In particular, getting in touch with the body’s need to move and stretch and breath encourages us to engage it more often. It feels good. And we can be fit and feel good, even at a weight that you might think is too high for you. And when we exercise we boost our metabolism and are more likely to maintain our weight. Read more about research in this are conducted by Dr. Thomas at the University of Missouri–very enlightening and worth a read. http://mizzoumag.missouri.edu/2012-Summer/features/survival-of-the-unfit/index.php
The down low is that, once again, we are hearing good evidence about why we need to get more physically active. We were designed to be more active than we are today. We, as a culture, have sat down and we forgot to get up.
We sit at our office desks for 8 hours a day, sometimes without even getting up to get water to drink or to eat lunch. We sit in front of the TV at night or in front of the computer again.. and often both at the same time. Right? We forget that we have bodies that need to move and stretch and breath.
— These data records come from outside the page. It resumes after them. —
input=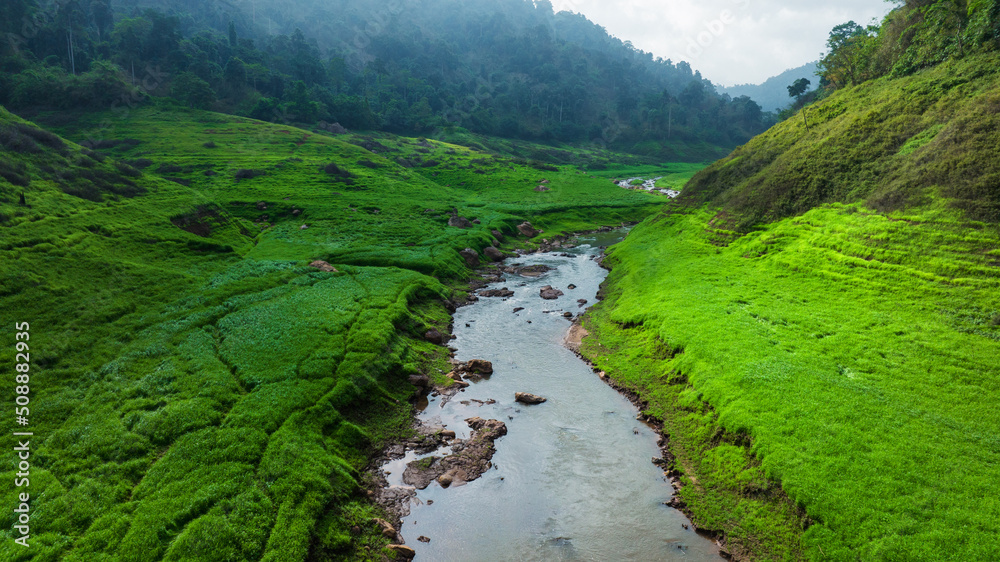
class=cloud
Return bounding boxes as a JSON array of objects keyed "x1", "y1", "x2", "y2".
[{"x1": 550, "y1": 0, "x2": 892, "y2": 86}]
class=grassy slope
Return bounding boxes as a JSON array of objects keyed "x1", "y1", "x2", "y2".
[
  {"x1": 0, "y1": 103, "x2": 670, "y2": 561},
  {"x1": 582, "y1": 53, "x2": 1000, "y2": 560},
  {"x1": 686, "y1": 52, "x2": 1000, "y2": 230}
]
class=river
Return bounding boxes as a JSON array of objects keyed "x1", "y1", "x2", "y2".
[{"x1": 382, "y1": 230, "x2": 722, "y2": 561}]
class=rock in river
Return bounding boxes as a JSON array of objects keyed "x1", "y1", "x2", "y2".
[
  {"x1": 539, "y1": 285, "x2": 564, "y2": 300},
  {"x1": 515, "y1": 392, "x2": 548, "y2": 404},
  {"x1": 402, "y1": 417, "x2": 507, "y2": 490},
  {"x1": 478, "y1": 288, "x2": 515, "y2": 298},
  {"x1": 461, "y1": 359, "x2": 494, "y2": 375}
]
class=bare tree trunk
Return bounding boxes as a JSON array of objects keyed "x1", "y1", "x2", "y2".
[{"x1": 67, "y1": 30, "x2": 76, "y2": 75}]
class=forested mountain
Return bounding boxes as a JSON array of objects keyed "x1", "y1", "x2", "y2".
[
  {"x1": 0, "y1": 0, "x2": 772, "y2": 161},
  {"x1": 718, "y1": 62, "x2": 818, "y2": 113}
]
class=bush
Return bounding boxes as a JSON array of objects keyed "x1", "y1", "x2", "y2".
[
  {"x1": 235, "y1": 169, "x2": 266, "y2": 180},
  {"x1": 0, "y1": 160, "x2": 30, "y2": 186},
  {"x1": 115, "y1": 162, "x2": 143, "y2": 178},
  {"x1": 0, "y1": 125, "x2": 41, "y2": 153},
  {"x1": 323, "y1": 163, "x2": 353, "y2": 179}
]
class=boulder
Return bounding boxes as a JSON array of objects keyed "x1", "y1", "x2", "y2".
[
  {"x1": 515, "y1": 392, "x2": 547, "y2": 405},
  {"x1": 449, "y1": 216, "x2": 472, "y2": 229},
  {"x1": 387, "y1": 544, "x2": 416, "y2": 559},
  {"x1": 567, "y1": 284, "x2": 577, "y2": 290},
  {"x1": 478, "y1": 288, "x2": 515, "y2": 298},
  {"x1": 408, "y1": 373, "x2": 430, "y2": 388},
  {"x1": 512, "y1": 264, "x2": 553, "y2": 278},
  {"x1": 539, "y1": 285, "x2": 564, "y2": 300},
  {"x1": 491, "y1": 229, "x2": 505, "y2": 241},
  {"x1": 484, "y1": 247, "x2": 504, "y2": 262},
  {"x1": 309, "y1": 260, "x2": 337, "y2": 272},
  {"x1": 517, "y1": 221, "x2": 540, "y2": 237},
  {"x1": 563, "y1": 312, "x2": 573, "y2": 318},
  {"x1": 373, "y1": 518, "x2": 397, "y2": 539},
  {"x1": 577, "y1": 299, "x2": 588, "y2": 304},
  {"x1": 424, "y1": 329, "x2": 444, "y2": 344},
  {"x1": 299, "y1": 224, "x2": 309, "y2": 230},
  {"x1": 418, "y1": 536, "x2": 431, "y2": 543},
  {"x1": 463, "y1": 359, "x2": 493, "y2": 375},
  {"x1": 534, "y1": 185, "x2": 550, "y2": 192},
  {"x1": 459, "y1": 248, "x2": 479, "y2": 267}
]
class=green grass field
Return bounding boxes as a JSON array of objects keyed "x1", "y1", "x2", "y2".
[{"x1": 0, "y1": 102, "x2": 673, "y2": 560}]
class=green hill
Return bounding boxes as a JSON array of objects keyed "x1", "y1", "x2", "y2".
[
  {"x1": 581, "y1": 27, "x2": 1000, "y2": 562},
  {"x1": 0, "y1": 103, "x2": 669, "y2": 560}
]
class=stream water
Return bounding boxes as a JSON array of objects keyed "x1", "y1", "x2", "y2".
[{"x1": 383, "y1": 230, "x2": 722, "y2": 561}]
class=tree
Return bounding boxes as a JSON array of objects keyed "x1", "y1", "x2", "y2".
[
  {"x1": 818, "y1": 21, "x2": 874, "y2": 88},
  {"x1": 787, "y1": 78, "x2": 811, "y2": 99},
  {"x1": 171, "y1": 72, "x2": 215, "y2": 108},
  {"x1": 287, "y1": 80, "x2": 318, "y2": 122},
  {"x1": 224, "y1": 57, "x2": 246, "y2": 87}
]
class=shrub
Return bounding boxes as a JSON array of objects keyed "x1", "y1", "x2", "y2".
[
  {"x1": 158, "y1": 164, "x2": 183, "y2": 174},
  {"x1": 115, "y1": 162, "x2": 143, "y2": 178},
  {"x1": 0, "y1": 160, "x2": 30, "y2": 186},
  {"x1": 0, "y1": 126, "x2": 41, "y2": 153},
  {"x1": 15, "y1": 123, "x2": 66, "y2": 151},
  {"x1": 235, "y1": 169, "x2": 266, "y2": 180},
  {"x1": 127, "y1": 158, "x2": 154, "y2": 169},
  {"x1": 323, "y1": 163, "x2": 353, "y2": 179}
]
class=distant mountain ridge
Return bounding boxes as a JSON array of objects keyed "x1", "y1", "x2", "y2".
[{"x1": 718, "y1": 62, "x2": 819, "y2": 113}]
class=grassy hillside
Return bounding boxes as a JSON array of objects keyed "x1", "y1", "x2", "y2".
[
  {"x1": 686, "y1": 52, "x2": 1000, "y2": 231},
  {"x1": 582, "y1": 53, "x2": 1000, "y2": 560},
  {"x1": 0, "y1": 104, "x2": 669, "y2": 560}
]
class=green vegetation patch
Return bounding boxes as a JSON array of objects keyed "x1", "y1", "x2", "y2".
[{"x1": 583, "y1": 203, "x2": 1000, "y2": 560}]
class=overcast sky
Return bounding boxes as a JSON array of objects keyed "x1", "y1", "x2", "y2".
[{"x1": 550, "y1": 0, "x2": 893, "y2": 86}]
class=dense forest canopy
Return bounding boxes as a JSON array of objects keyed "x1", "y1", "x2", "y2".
[
  {"x1": 0, "y1": 0, "x2": 774, "y2": 161},
  {"x1": 817, "y1": 0, "x2": 1000, "y2": 88}
]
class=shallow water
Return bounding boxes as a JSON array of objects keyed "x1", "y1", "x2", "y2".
[{"x1": 383, "y1": 231, "x2": 721, "y2": 561}]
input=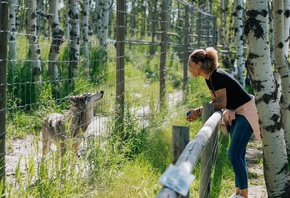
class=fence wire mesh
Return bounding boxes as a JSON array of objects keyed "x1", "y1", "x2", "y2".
[{"x1": 0, "y1": 0, "x2": 217, "y2": 196}]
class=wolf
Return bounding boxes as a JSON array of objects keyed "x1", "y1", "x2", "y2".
[{"x1": 41, "y1": 91, "x2": 104, "y2": 156}]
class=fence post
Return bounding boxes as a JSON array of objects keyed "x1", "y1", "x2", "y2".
[
  {"x1": 197, "y1": 12, "x2": 202, "y2": 48},
  {"x1": 172, "y1": 126, "x2": 189, "y2": 165},
  {"x1": 159, "y1": 0, "x2": 167, "y2": 110},
  {"x1": 182, "y1": 5, "x2": 189, "y2": 93},
  {"x1": 0, "y1": 1, "x2": 8, "y2": 194},
  {"x1": 213, "y1": 16, "x2": 218, "y2": 48},
  {"x1": 199, "y1": 103, "x2": 217, "y2": 198},
  {"x1": 116, "y1": 0, "x2": 125, "y2": 132},
  {"x1": 172, "y1": 125, "x2": 189, "y2": 198}
]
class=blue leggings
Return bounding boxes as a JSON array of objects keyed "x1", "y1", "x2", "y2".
[{"x1": 227, "y1": 115, "x2": 253, "y2": 190}]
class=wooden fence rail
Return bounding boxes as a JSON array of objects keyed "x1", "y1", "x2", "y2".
[{"x1": 157, "y1": 103, "x2": 222, "y2": 198}]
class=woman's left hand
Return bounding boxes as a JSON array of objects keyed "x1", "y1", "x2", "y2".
[{"x1": 186, "y1": 109, "x2": 201, "y2": 122}]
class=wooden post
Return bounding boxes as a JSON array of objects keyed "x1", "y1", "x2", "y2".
[
  {"x1": 116, "y1": 0, "x2": 125, "y2": 132},
  {"x1": 199, "y1": 103, "x2": 217, "y2": 198},
  {"x1": 213, "y1": 16, "x2": 218, "y2": 48},
  {"x1": 172, "y1": 125, "x2": 190, "y2": 198},
  {"x1": 197, "y1": 12, "x2": 202, "y2": 48},
  {"x1": 159, "y1": 0, "x2": 167, "y2": 110},
  {"x1": 0, "y1": 1, "x2": 8, "y2": 194},
  {"x1": 172, "y1": 126, "x2": 189, "y2": 165},
  {"x1": 182, "y1": 5, "x2": 189, "y2": 93}
]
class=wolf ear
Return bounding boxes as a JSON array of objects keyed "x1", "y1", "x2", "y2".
[{"x1": 68, "y1": 96, "x2": 79, "y2": 104}]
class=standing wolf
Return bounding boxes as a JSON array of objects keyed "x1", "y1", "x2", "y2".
[{"x1": 42, "y1": 91, "x2": 104, "y2": 156}]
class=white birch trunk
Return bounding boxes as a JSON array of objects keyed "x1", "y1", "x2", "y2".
[
  {"x1": 82, "y1": 0, "x2": 90, "y2": 71},
  {"x1": 284, "y1": 0, "x2": 290, "y2": 56},
  {"x1": 273, "y1": 0, "x2": 290, "y2": 156},
  {"x1": 48, "y1": 0, "x2": 63, "y2": 82},
  {"x1": 245, "y1": 1, "x2": 290, "y2": 196},
  {"x1": 96, "y1": 0, "x2": 109, "y2": 52},
  {"x1": 228, "y1": 0, "x2": 236, "y2": 56},
  {"x1": 27, "y1": 0, "x2": 42, "y2": 81},
  {"x1": 68, "y1": 0, "x2": 80, "y2": 83},
  {"x1": 8, "y1": 0, "x2": 18, "y2": 68},
  {"x1": 220, "y1": 0, "x2": 227, "y2": 49},
  {"x1": 95, "y1": 0, "x2": 102, "y2": 45},
  {"x1": 235, "y1": 0, "x2": 245, "y2": 87},
  {"x1": 167, "y1": 0, "x2": 173, "y2": 30},
  {"x1": 93, "y1": 0, "x2": 98, "y2": 34},
  {"x1": 282, "y1": 3, "x2": 290, "y2": 146},
  {"x1": 102, "y1": 0, "x2": 109, "y2": 51}
]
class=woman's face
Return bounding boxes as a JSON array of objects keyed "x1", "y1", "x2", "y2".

Summer is a great time to get the body moving and start good habits that can take you into colder weather in the fall and winter. The absolutely easiest way I get in more movement is to walk more. If you don’t have a good pair of walking/running shoes, that is about the best investment you can make. Every day, find time to take at least a 30 minute walk. You can do it first thing in the morning (this would never work for me but I know lots of people that do), at noon, after work before you have to fix dinner, or after dinner before you plop down in the easy chair.
Although I think it is great to walk by myself at least once a week. Whenever possible, find a friend or family member to walk with me. It not only makes my body feel good but it supports my relationships with others. Lastly, be grateful for the body that you have TODAY, no matter what shape it’s in. When you’re grateful for your body, you are more likely to treat it as a friend and talk it for a walk.